Op uw vriend weegt niet de verplichting bij u te blijven,zodat zijn vertrek
op zich geen misdrijf vormt en dus ook niet dient aangegeven bij de politie.
“Art.7.§ 1. Iedereen die zijn hoofdverblijfplaats wil vestigen in een gemeente van het Rijk of deze wil overbrengen naar een andere gemeente van het Rijk moet dit aangeven aan het gemeentebestuur van de gemeente waar hij zich komt vestigen...§ 4. De aangifte bedoeld in § 1 moet binnen acht werkdagen gebeuren nadat de nieuwe woning effectief betrokken werd...Art.8...Als het onmogelijk blijkt de nieuwe hoofdverblijfplaats op te sporen gelast het college van burgemeester en schepenen de
afvoering van ambtswege uit de registers...”(16 JULI 1992. - Koninklijk besluit betreffende de bevolkingsregisters en het vreemdelingenregister)
“Art.7.De
overtredingen van de voorgaande artikelen, van de besluiten tot uitvoering ervan en van de in artikel 5 bedoelde gemeentelijke verordeningen worden gestraft met een geldboete en zesentwintig tot vijfhonderd (euro)...”(19 JULI 1991. - Wet betreffende de bevolkingsregisters en de identiteitskaarten en tot wijziging van de wet van 8 augustus 1983 tot regeling van een Rijksregister van de natuurlijke personen).
Leg klacht neer bij de politie op grond van art.7 voornoemde Wet indien uw vriend zijn domicilie bij u handhaaft en vraag kopie van het proces-verbaal.
Vraag het college van burgemeester en schepenen SCHRIFTELIJK de afvoering van ambtswege uit de registers indien het er niet in slaagt uw ‘vriend’ op te sporen.Voeg daarbij kopie van het proces-verbaal dat u door de politie liet opstellen.

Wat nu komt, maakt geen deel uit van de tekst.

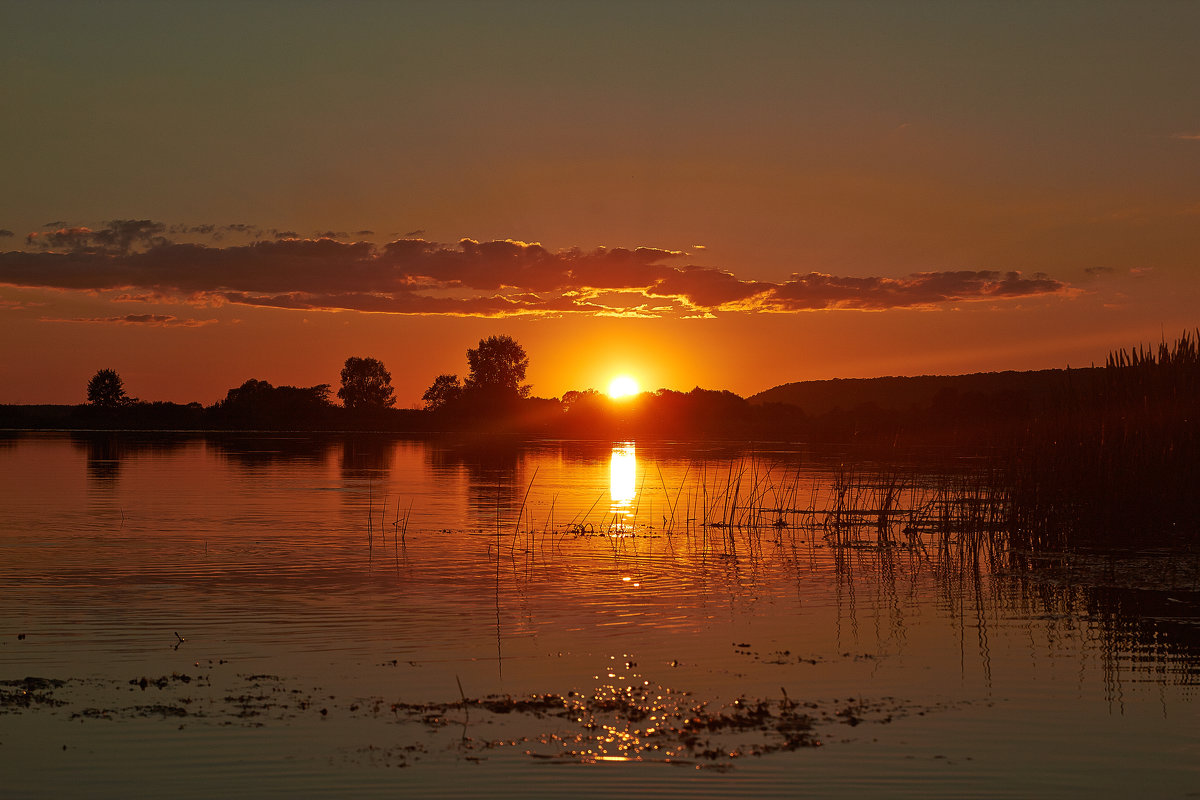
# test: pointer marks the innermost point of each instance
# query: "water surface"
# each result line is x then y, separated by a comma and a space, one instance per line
310, 614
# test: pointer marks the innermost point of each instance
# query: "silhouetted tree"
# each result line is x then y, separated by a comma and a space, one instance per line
259, 404
366, 384
444, 391
107, 390
497, 368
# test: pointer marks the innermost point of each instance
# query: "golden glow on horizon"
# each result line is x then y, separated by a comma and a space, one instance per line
623, 386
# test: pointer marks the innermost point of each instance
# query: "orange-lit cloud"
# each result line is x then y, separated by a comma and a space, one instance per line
149, 320
473, 278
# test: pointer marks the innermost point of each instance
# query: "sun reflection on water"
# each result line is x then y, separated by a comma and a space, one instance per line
623, 482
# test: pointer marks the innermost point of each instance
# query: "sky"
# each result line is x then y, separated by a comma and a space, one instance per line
718, 194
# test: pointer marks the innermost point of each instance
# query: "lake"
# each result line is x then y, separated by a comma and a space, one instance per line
256, 615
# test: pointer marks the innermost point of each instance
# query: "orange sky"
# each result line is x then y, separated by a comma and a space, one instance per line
715, 194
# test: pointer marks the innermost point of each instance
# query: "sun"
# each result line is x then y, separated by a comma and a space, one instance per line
623, 386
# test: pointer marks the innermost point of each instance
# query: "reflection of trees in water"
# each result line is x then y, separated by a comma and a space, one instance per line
259, 450
495, 473
366, 457
106, 451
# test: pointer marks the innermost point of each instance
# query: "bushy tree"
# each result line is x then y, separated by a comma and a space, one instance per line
366, 384
444, 391
107, 390
497, 368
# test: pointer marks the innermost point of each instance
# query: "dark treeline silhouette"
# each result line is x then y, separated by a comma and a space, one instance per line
1117, 458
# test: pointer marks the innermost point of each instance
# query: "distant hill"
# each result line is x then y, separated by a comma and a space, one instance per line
817, 397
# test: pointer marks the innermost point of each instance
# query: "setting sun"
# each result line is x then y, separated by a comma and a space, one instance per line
623, 386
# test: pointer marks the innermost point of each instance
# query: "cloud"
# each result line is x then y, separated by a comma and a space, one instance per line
143, 262
117, 236
816, 290
150, 320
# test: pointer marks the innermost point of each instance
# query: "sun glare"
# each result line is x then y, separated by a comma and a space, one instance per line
623, 386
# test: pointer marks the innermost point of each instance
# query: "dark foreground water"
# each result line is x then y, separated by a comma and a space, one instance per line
295, 615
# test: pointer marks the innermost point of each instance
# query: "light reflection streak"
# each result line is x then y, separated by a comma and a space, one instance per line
623, 481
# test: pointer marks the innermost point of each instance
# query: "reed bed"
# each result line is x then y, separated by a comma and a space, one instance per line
1117, 462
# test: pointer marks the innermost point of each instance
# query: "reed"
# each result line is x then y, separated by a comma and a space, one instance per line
1117, 462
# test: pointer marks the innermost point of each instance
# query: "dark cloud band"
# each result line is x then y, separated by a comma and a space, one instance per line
489, 278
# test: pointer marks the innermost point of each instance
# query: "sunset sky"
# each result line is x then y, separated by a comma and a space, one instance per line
725, 194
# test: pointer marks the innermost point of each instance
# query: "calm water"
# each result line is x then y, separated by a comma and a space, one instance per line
310, 613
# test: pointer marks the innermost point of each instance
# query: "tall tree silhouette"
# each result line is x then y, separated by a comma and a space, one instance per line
366, 384
497, 368
444, 391
107, 390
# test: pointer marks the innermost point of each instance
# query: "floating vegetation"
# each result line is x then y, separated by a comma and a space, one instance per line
629, 719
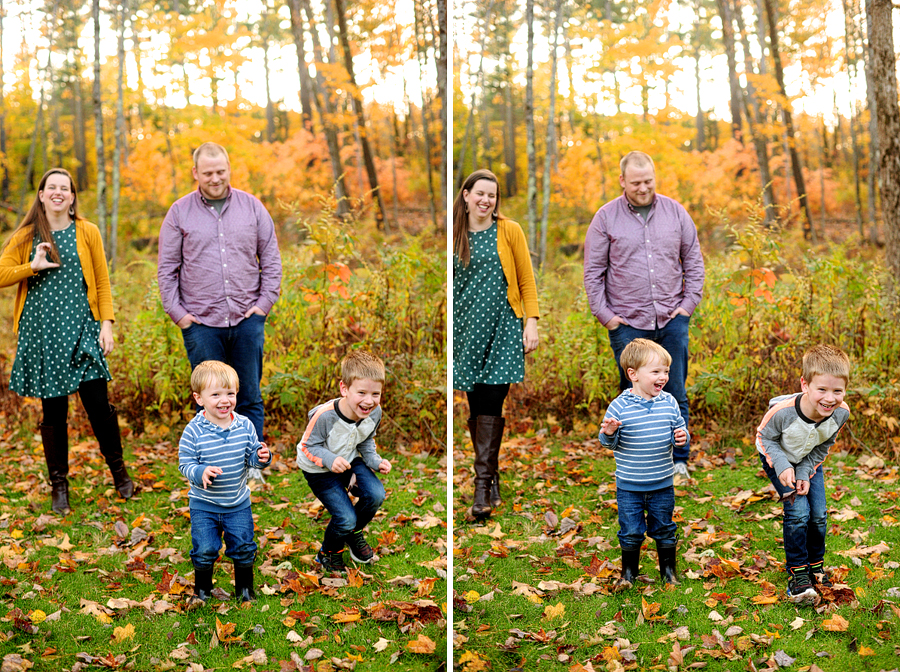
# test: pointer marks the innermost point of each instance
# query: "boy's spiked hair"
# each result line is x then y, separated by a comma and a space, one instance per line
826, 360
211, 372
640, 351
361, 365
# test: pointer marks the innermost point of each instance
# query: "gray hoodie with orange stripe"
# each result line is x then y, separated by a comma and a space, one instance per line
330, 434
788, 439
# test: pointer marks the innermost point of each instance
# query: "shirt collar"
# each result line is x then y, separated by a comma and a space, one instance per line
206, 201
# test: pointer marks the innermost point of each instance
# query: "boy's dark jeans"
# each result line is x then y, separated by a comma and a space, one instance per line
657, 523
207, 530
805, 519
331, 490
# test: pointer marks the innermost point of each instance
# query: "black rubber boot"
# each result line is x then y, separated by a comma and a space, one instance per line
667, 565
56, 453
631, 568
243, 583
202, 587
106, 430
488, 436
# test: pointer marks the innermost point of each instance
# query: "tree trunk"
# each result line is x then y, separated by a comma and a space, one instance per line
884, 73
368, 157
426, 131
98, 129
509, 139
120, 137
443, 50
479, 86
873, 130
325, 107
725, 12
531, 197
302, 68
809, 230
754, 120
551, 135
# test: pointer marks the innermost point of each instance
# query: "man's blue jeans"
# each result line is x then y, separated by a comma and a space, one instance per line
331, 490
657, 523
241, 347
208, 529
674, 338
805, 519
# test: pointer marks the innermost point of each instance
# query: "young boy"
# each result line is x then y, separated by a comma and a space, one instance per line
793, 441
642, 425
216, 450
339, 443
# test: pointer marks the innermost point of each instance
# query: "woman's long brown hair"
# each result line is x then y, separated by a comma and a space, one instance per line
461, 217
36, 218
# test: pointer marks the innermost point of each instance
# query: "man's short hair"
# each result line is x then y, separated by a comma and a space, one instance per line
361, 365
826, 360
210, 373
634, 159
639, 353
210, 149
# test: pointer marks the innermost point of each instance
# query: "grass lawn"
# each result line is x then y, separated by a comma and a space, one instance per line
106, 586
533, 585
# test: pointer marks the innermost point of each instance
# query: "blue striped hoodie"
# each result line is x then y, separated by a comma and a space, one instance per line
233, 449
643, 444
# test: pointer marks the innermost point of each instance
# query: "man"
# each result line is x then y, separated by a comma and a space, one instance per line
643, 274
220, 274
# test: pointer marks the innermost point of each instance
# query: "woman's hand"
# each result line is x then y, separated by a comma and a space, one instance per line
107, 342
40, 261
529, 335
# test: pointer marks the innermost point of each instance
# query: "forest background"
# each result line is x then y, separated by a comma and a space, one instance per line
334, 114
743, 105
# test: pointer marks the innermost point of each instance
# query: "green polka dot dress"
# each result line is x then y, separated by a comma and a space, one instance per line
59, 339
487, 335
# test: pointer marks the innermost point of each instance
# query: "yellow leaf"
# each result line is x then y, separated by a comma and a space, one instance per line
121, 634
551, 612
421, 645
836, 623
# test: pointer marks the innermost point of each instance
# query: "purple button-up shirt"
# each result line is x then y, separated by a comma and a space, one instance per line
642, 270
218, 266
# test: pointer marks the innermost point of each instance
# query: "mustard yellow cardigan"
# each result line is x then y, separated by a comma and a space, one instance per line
16, 268
516, 262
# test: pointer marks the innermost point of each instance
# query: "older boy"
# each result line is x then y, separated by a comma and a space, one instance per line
642, 425
793, 440
216, 449
339, 443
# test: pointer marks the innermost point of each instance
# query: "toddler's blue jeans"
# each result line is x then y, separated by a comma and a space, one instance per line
331, 490
647, 513
805, 519
208, 529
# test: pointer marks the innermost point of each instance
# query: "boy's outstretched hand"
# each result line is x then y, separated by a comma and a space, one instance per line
340, 465
208, 474
610, 426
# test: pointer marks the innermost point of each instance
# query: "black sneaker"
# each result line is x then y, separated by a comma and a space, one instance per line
360, 550
818, 575
331, 563
800, 588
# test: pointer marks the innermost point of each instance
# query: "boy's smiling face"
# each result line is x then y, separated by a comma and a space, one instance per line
361, 398
218, 401
649, 379
821, 395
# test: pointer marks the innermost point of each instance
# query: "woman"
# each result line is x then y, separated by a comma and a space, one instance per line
63, 317
493, 289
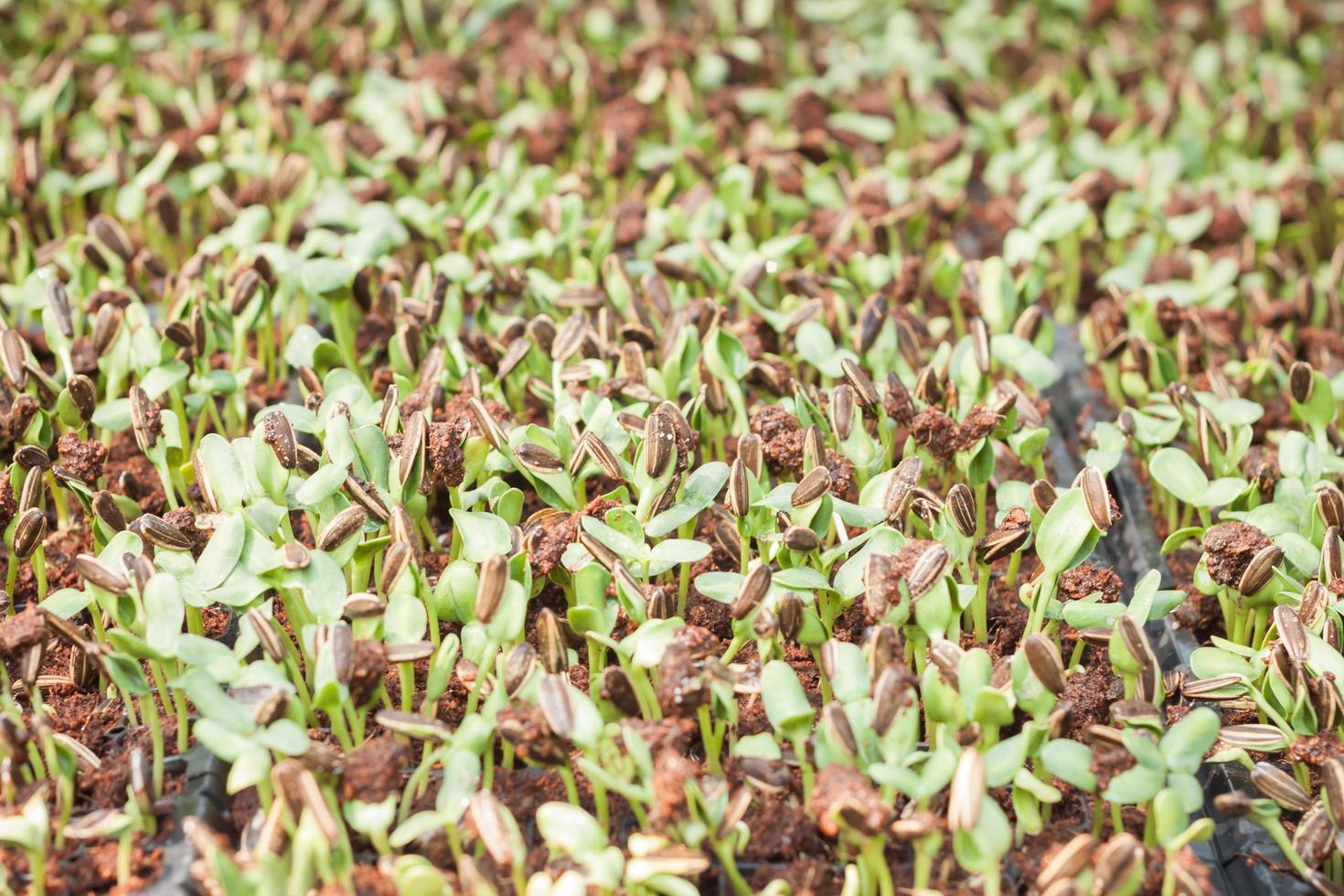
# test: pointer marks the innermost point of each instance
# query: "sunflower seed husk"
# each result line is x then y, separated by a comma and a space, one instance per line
1043, 496
363, 604
961, 504
889, 696
549, 643
31, 457
929, 570
1261, 570
1292, 633
948, 656
1315, 836
1069, 861
160, 532
413, 724
143, 412
738, 496
615, 686
603, 455
100, 575
1301, 379
411, 453
1095, 496
659, 443
552, 698
1329, 503
968, 789
841, 410
28, 532
811, 488
1316, 597
266, 635
537, 460
1253, 736
1214, 687
750, 453
489, 587
1115, 861
409, 652
752, 590
1280, 786
1044, 661
1332, 787
112, 237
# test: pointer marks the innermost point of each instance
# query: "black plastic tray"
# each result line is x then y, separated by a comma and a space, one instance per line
1132, 549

De inboedel van huis dat u samen bewoonde vormt een onverdeeldheid waarvoor geldt : “Art.815.Niemand kan worden genoodzaakt in onverdeeldheid te blijven; en de verdeling kan te allen tijde worden GEVORDERD...”(B.W.=Burgerlijk Wetboek).
Wil u die vordering voorkomen maak dan onderling een boedelbeschrijving
en -verdeling in twee exemplaren en door beiden
ondertekend.Desnoods kan u hiermee een notaris belasten.
“Art.387bis.In alle gevallen, en onverminderd...kan de jeugdrechtbank in het
belang van het kind, op verzoek van beide ouders of van één van hen, dan wel van de procureur des Konings alle beschikkingen met betrekking tot het ouderlijk gezag opleggen of wijzigen.”(B.W.).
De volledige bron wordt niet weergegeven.